# Viper vs. Python forks



## Byudzai (Aug 31, 2013)

I made this pretty picture, and I'm bored on a post-holiday Sunday afternoon, so....

Here's the difference between the Viper and Python attachments.

Same basic idea: Tie hitch to pouch at middle of tube, hook tubes to forks. No ties or tools or jigs or moving parts.

The Python is for thin forks, like on a figure 8 shooter or any other 1/2" thick frame. The slots on the outside of the forks are the true keeper slots; the small slots at the inner openings of the holes just keep the wrap-around in place.

The Viper is the simpler design that works with thicker forks. The keeper slot has to be long enough to get a good grip on the tube.



















Both give this two-rail sight picture for Bill Hays style shooting.










Merry Xmas Sarah! She's shooting it like a pro.


















By the way, the Fortune Cookie forks are coming. Folding the band in half makes for a non-slip TTF hold. The Mamba will get finished here soon as the family goes home!
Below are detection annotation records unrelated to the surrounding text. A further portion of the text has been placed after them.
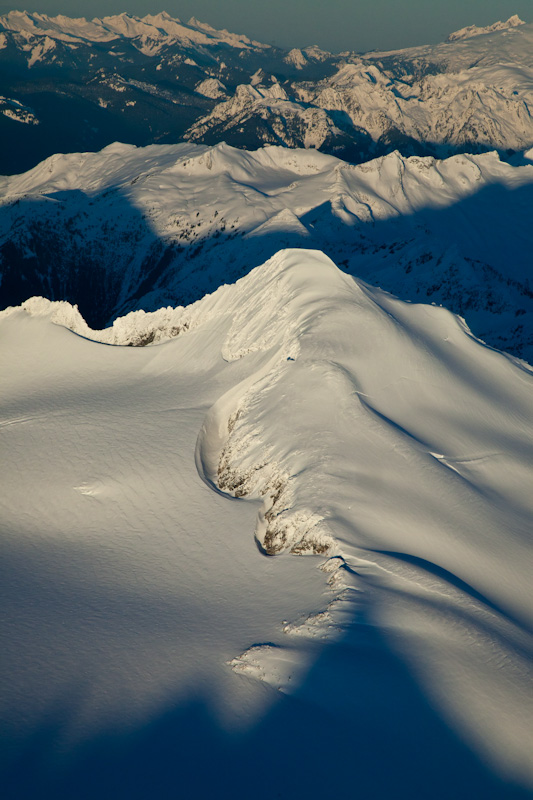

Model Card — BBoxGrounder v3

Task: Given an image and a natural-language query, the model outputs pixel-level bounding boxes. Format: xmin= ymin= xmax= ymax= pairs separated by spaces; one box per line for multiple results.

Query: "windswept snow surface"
xmin=0 ymin=250 xmax=533 ymax=800
xmin=0 ymin=143 xmax=533 ymax=361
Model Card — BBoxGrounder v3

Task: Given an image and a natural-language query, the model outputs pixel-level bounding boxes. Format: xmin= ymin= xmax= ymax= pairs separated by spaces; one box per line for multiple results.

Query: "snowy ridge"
xmin=446 ymin=14 xmax=525 ymax=42
xmin=4 ymin=250 xmax=533 ymax=784
xmin=4 ymin=143 xmax=533 ymax=360
xmin=0 ymin=11 xmax=269 ymax=56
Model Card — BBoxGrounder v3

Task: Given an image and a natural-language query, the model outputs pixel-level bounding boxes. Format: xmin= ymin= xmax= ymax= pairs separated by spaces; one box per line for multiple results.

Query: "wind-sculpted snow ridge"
xmin=0 ymin=249 xmax=533 ymax=798
xmin=0 ymin=143 xmax=533 ymax=360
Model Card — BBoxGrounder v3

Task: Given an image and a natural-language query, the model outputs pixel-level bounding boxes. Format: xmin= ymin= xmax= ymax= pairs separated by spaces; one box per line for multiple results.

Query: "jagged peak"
xmin=446 ymin=14 xmax=525 ymax=42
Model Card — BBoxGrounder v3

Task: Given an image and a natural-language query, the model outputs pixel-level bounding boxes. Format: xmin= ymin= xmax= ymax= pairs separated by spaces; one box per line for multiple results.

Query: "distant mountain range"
xmin=0 ymin=143 xmax=533 ymax=361
xmin=0 ymin=11 xmax=533 ymax=174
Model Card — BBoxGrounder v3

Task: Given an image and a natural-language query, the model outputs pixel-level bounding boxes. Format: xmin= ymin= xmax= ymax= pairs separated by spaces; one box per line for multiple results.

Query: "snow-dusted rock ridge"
xmin=0 ymin=12 xmax=533 ymax=172
xmin=0 ymin=249 xmax=533 ymax=800
xmin=0 ymin=142 xmax=533 ymax=360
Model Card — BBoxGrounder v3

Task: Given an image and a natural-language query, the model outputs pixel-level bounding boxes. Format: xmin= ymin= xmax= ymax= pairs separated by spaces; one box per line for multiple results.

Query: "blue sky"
xmin=0 ymin=0 xmax=533 ymax=51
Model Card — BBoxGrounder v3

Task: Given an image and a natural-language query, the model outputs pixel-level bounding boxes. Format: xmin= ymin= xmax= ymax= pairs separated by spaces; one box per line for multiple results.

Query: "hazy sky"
xmin=0 ymin=0 xmax=533 ymax=52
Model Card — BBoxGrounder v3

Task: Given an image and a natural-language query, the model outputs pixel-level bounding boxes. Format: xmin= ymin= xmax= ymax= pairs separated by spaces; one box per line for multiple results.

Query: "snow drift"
xmin=0 ymin=250 xmax=533 ymax=797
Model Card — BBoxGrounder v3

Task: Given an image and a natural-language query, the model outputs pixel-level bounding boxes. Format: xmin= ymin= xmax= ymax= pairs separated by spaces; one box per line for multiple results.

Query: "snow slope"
xmin=0 ymin=11 xmax=269 ymax=56
xmin=0 ymin=250 xmax=533 ymax=800
xmin=0 ymin=12 xmax=533 ymax=172
xmin=0 ymin=141 xmax=533 ymax=360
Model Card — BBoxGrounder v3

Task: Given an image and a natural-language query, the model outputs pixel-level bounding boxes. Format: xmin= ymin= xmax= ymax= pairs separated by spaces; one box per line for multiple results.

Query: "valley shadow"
xmin=1 ymin=600 xmax=532 ymax=800
xmin=0 ymin=175 xmax=533 ymax=357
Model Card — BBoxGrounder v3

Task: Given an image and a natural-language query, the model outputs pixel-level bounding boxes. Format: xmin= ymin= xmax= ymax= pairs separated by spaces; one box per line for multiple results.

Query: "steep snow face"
xmin=0 ymin=250 xmax=533 ymax=799
xmin=0 ymin=142 xmax=533 ymax=360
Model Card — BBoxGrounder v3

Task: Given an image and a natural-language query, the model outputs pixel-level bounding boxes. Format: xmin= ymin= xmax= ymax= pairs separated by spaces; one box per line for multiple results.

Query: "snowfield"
xmin=0 ymin=143 xmax=533 ymax=362
xmin=0 ymin=248 xmax=533 ymax=800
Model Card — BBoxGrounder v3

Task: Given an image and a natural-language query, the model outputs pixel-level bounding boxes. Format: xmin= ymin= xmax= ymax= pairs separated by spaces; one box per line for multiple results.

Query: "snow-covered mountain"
xmin=0 ymin=12 xmax=533 ymax=173
xmin=0 ymin=144 xmax=533 ymax=362
xmin=0 ymin=248 xmax=533 ymax=800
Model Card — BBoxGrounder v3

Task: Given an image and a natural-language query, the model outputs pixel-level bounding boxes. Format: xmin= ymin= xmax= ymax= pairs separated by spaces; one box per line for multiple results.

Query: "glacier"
xmin=0 ymin=249 xmax=533 ymax=798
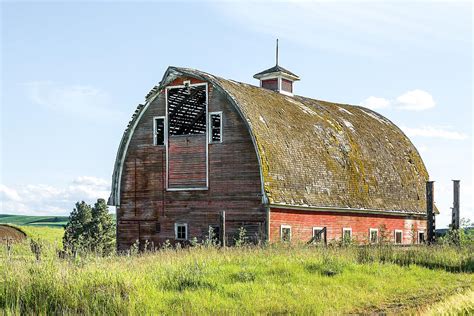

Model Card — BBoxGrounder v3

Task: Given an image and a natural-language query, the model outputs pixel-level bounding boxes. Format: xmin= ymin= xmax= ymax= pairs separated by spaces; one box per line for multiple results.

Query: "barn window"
xmin=280 ymin=225 xmax=291 ymax=242
xmin=174 ymin=223 xmax=188 ymax=240
xmin=313 ymin=227 xmax=326 ymax=242
xmin=395 ymin=229 xmax=403 ymax=244
xmin=167 ymin=84 xmax=207 ymax=136
xmin=209 ymin=112 xmax=222 ymax=143
xmin=369 ymin=228 xmax=379 ymax=244
xmin=153 ymin=116 xmax=165 ymax=145
xmin=342 ymin=228 xmax=352 ymax=243
xmin=418 ymin=230 xmax=425 ymax=244
xmin=207 ymin=225 xmax=221 ymax=243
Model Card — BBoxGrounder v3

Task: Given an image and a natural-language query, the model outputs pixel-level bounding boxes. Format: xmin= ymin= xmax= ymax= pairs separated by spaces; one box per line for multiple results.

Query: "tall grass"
xmin=0 ymin=231 xmax=474 ymax=314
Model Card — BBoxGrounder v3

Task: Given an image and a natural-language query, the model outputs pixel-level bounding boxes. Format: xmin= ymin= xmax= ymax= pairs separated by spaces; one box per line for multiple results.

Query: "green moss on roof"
xmin=110 ymin=67 xmax=428 ymax=213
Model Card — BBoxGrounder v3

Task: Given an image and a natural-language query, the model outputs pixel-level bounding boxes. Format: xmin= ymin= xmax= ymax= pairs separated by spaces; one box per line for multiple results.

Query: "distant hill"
xmin=0 ymin=214 xmax=69 ymax=227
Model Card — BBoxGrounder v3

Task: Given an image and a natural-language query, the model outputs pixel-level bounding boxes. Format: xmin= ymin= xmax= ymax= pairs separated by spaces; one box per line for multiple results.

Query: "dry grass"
xmin=0 ymin=227 xmax=474 ymax=314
Props to BROOKS for the "Python" name.


----------



## Arnisador78 (Apr 10, 2013)

They are all cool as a heck, how did you cut the slots in the fortune cookie


----------



## bigron (Nov 29, 2012)

dude those are going to be awesome,someone is on there game :thumbsup:


----------



## Tag (Jun 11, 2014)

Looks great


----------



## Byudzai (Aug 31, 2013)

mamba is slowly coming together. I made a deep dado cut with the table saw to make the slots then glued micarta wafers over the top.


----------



## BROOKS (May 22, 2014)

The fortune cookie setup is great. Way to go adapting the viper setup to bands! The mamba looks awesome. The micarta looks great with the spectaply. Keep it up!


----------



## JohnKrakatoa (Nov 28, 2013)

I seee.

Lol the fortune cookie ! Suoer good name ! It really looks like one


----------



## Wingshooter (Dec 24, 2009)

Excellent attachment setup I think I like the Python best.


----------



## SmilingFury (Jul 2, 2013)

You are doing some really cool stuff man. Keep it up! 
Be well,
SF


----------



## PeterW (Nov 29, 2014)

Wow, man, you really know how to make some cool designs. Every one of those practically makes my mouth water. :naughty: Keep it up!


----------



## Beanflip (Sep 11, 2010)

I love the fortune cookie method. I'm going to be experimenting with this. I'm surprised we haven't seen others trying it.


----------



## Byudzai (Aug 31, 2013)

all yours man. would love to see #2 made!


----------



## Beanflip (Sep 11, 2010)

I started knocking one out tonight. I haven't rounded any edges yet but I'm very excited about how it performs already. I got far enough to take a few shots with her before I ran out of energy. I layed out the slots, drilled the ends, and used a coping saw (and the drill bit) to ream out the slot. Band saw cut the securing slot and rotary tool to cut out the access.


----------



## Byudzai (Aug 31, 2013)

you rock man! that looks awesome!


----------



## Chuck Daehler (Mar 17, 2015)

So where were you all when sling shot of the month came around? don'tcha think this should have been in the spot light?


----------



## joe_mcdogwad (Sep 19, 2014)

The Mamba definitely got my vote when it was nominated back in January! There was some serious competition that month though so it would have been hard for any one SS to steal the spot light...

In other news I still need to take a crack at the fortune cookie attachment method.


----------